Die Hühner jubelten ihrem Superchicken Raketen-Helmuth zu und frenetischer Beifall brach aus. Erst jetzt sah Hein, dass Helmuth einen tiefblauen Umhang trug auf dem in großen Lettern „RH“ (Raketen-Helmuth) geschrieben stand. Die schwarze Maske auf Helmuths Schnabel, die lediglich die zwei roten Hühneraugen freiließ, verlieh Helmuth ein respekteinflößendes Aussehen.

Jetzt war Hein klar, hier ging etwas Sonderbares, ja nahezu Furchtbares vor. Was bedeutete der Kristall? Was wartete im Verborgenen darauf, wieder flott gemacht zu werden, und was war mit seinen lieben dummen Hühnern geschehen?
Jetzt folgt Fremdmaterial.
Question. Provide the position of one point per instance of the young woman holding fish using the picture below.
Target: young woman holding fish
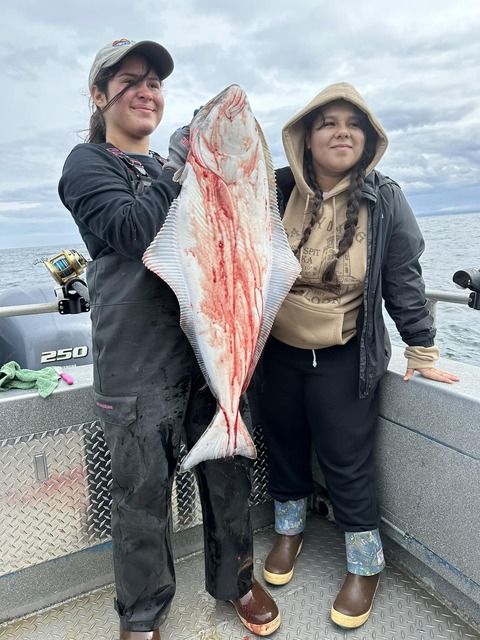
(358, 242)
(146, 378)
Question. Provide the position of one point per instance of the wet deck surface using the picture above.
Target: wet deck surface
(402, 610)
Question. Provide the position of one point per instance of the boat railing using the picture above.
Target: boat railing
(433, 297)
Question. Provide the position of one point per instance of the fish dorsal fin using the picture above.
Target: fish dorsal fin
(285, 267)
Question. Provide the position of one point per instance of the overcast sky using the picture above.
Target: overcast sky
(416, 62)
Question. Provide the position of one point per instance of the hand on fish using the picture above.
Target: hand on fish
(178, 148)
(432, 373)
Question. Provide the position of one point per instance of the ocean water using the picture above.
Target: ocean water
(452, 243)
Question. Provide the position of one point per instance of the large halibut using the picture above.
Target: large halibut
(225, 254)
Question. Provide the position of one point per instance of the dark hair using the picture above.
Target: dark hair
(97, 128)
(354, 193)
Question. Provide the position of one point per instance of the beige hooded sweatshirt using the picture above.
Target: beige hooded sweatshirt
(311, 317)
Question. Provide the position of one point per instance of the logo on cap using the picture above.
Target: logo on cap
(121, 43)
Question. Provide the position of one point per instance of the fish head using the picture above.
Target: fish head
(224, 135)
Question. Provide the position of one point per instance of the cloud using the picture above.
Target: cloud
(416, 63)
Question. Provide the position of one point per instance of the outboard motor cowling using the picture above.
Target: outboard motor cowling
(43, 340)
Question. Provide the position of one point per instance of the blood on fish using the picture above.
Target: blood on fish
(225, 254)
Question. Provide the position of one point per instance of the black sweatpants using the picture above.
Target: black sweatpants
(305, 406)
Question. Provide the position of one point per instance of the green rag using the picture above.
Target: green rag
(13, 377)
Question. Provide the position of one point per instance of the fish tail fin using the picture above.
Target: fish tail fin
(218, 441)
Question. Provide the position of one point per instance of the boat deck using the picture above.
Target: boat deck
(403, 610)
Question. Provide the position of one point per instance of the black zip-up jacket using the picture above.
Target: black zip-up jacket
(394, 275)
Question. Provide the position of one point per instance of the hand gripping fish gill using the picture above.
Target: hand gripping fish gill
(224, 252)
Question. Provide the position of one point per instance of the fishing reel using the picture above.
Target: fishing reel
(469, 279)
(65, 268)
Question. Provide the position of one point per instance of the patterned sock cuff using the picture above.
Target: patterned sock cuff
(290, 516)
(364, 552)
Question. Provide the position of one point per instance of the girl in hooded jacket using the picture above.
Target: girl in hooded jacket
(358, 243)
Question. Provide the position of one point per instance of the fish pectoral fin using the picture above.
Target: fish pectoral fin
(178, 175)
(219, 442)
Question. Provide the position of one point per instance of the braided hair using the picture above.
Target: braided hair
(354, 194)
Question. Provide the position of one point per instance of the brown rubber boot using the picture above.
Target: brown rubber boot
(258, 610)
(354, 602)
(139, 635)
(278, 567)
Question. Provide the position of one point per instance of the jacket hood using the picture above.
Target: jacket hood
(293, 133)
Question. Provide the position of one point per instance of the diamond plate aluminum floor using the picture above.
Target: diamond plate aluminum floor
(402, 609)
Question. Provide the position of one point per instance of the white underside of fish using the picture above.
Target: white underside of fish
(224, 252)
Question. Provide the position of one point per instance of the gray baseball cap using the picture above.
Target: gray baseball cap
(115, 51)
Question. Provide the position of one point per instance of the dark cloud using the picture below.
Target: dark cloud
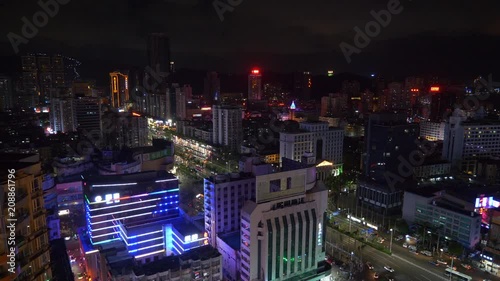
(113, 28)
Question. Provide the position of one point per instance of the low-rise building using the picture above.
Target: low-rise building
(432, 206)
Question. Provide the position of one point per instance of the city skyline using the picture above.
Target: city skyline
(309, 42)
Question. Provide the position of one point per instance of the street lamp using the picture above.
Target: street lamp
(390, 244)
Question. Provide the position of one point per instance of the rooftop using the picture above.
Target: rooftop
(200, 253)
(448, 205)
(233, 240)
(427, 192)
(11, 157)
(186, 228)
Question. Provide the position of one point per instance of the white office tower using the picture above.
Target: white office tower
(282, 231)
(466, 140)
(227, 126)
(268, 224)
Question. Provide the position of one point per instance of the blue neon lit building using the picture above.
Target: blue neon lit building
(133, 208)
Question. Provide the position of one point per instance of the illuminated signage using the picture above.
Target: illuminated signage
(109, 198)
(487, 203)
(115, 85)
(320, 234)
(63, 212)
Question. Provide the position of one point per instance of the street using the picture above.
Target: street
(407, 266)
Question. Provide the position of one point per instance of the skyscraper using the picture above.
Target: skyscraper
(302, 83)
(42, 74)
(5, 93)
(255, 85)
(388, 137)
(270, 223)
(227, 126)
(62, 115)
(119, 89)
(211, 88)
(159, 52)
(313, 137)
(88, 114)
(32, 248)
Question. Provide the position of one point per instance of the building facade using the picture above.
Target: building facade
(448, 219)
(432, 131)
(227, 126)
(465, 140)
(255, 85)
(314, 137)
(32, 250)
(119, 89)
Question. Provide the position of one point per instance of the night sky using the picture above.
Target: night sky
(441, 36)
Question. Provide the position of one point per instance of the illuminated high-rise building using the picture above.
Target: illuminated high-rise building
(255, 85)
(42, 74)
(5, 93)
(227, 126)
(32, 248)
(211, 88)
(268, 224)
(119, 89)
(302, 83)
(62, 115)
(138, 213)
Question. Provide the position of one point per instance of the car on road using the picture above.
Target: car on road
(427, 253)
(369, 265)
(466, 266)
(434, 263)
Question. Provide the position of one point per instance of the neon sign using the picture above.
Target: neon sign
(109, 198)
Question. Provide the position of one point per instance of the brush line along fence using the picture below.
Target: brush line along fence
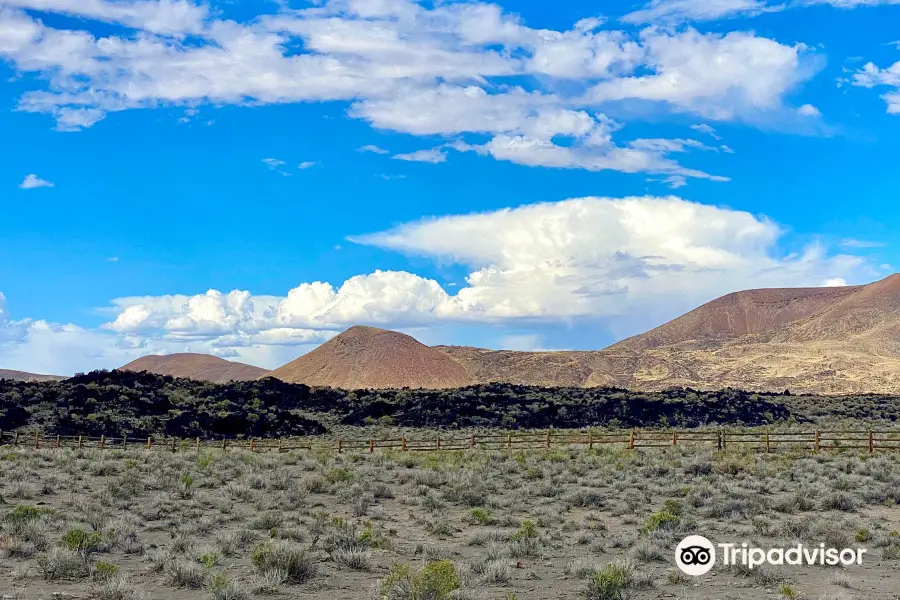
(763, 441)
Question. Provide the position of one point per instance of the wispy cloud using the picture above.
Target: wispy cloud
(372, 148)
(707, 129)
(32, 181)
(854, 243)
(275, 164)
(432, 156)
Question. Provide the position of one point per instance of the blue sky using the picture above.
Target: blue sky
(248, 179)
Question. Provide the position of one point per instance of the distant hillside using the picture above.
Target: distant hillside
(23, 376)
(813, 340)
(202, 367)
(367, 357)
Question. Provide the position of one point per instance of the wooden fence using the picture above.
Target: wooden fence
(762, 441)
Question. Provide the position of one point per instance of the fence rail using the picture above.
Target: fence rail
(768, 441)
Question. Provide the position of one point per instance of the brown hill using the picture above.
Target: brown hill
(367, 357)
(818, 340)
(203, 367)
(23, 376)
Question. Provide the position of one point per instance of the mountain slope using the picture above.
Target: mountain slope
(817, 340)
(23, 376)
(367, 357)
(202, 367)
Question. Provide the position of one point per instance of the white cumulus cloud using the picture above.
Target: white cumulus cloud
(619, 265)
(33, 181)
(408, 67)
(433, 156)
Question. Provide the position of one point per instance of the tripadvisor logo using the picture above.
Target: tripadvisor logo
(696, 555)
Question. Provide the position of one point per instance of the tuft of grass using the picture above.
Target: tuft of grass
(480, 516)
(24, 513)
(104, 571)
(610, 582)
(788, 592)
(660, 520)
(289, 557)
(222, 588)
(83, 542)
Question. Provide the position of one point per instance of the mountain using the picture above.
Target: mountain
(818, 340)
(367, 357)
(202, 367)
(23, 376)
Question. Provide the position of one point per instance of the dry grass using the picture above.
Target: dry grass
(473, 524)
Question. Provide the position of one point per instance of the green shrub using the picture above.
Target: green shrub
(480, 516)
(675, 507)
(526, 532)
(104, 571)
(288, 557)
(24, 513)
(205, 460)
(609, 583)
(84, 542)
(397, 573)
(209, 559)
(660, 520)
(339, 475)
(436, 580)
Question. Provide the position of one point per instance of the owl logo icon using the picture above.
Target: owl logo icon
(695, 555)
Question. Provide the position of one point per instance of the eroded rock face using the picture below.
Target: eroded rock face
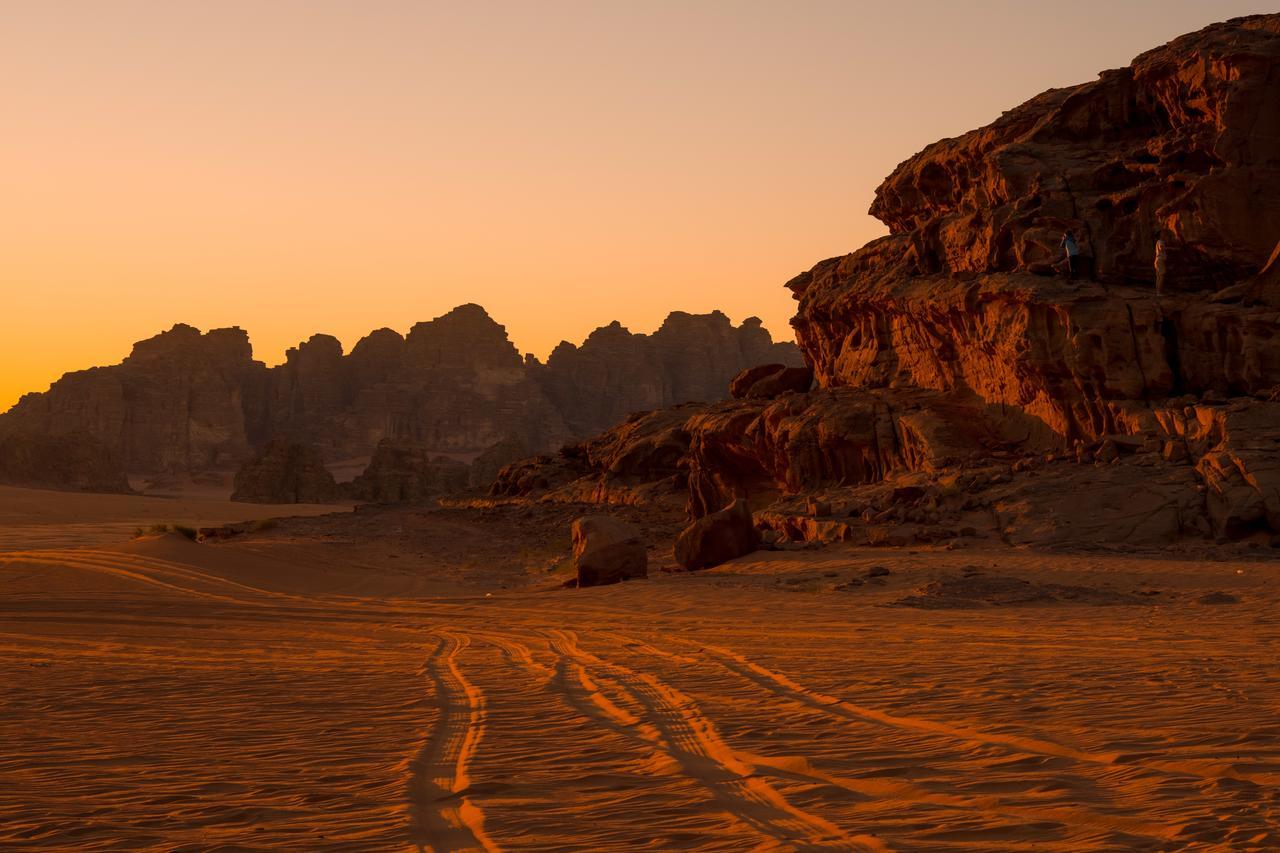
(406, 471)
(690, 359)
(955, 299)
(286, 471)
(72, 461)
(771, 381)
(187, 401)
(608, 551)
(717, 538)
(181, 401)
(964, 382)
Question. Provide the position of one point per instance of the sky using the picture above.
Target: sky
(296, 167)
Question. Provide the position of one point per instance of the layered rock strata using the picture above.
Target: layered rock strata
(968, 384)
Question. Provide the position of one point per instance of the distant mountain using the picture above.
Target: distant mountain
(188, 401)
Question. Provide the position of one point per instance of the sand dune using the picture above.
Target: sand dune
(286, 693)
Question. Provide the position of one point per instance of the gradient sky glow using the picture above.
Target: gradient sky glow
(316, 165)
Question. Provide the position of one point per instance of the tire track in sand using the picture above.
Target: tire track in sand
(442, 816)
(785, 687)
(671, 721)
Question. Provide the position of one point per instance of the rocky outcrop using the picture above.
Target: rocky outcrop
(72, 461)
(181, 401)
(717, 538)
(286, 471)
(768, 381)
(607, 551)
(690, 359)
(956, 297)
(406, 471)
(967, 387)
(187, 401)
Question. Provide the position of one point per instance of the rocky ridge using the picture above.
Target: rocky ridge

Warum konnten die nicht weiter nach Würmern scharren, wie alle anderen normalen Hühner auch? Fragen über Fragen.

Nervös kroch Hein aus seinem Versteck. Voller Angst, entdeckt zu werden, schlich er zurück ins Haus. Erst als er die Tür hinter sich geschlossen hatte, war ihm wohler. Sein Herz klopfte ihm bis zum Hals.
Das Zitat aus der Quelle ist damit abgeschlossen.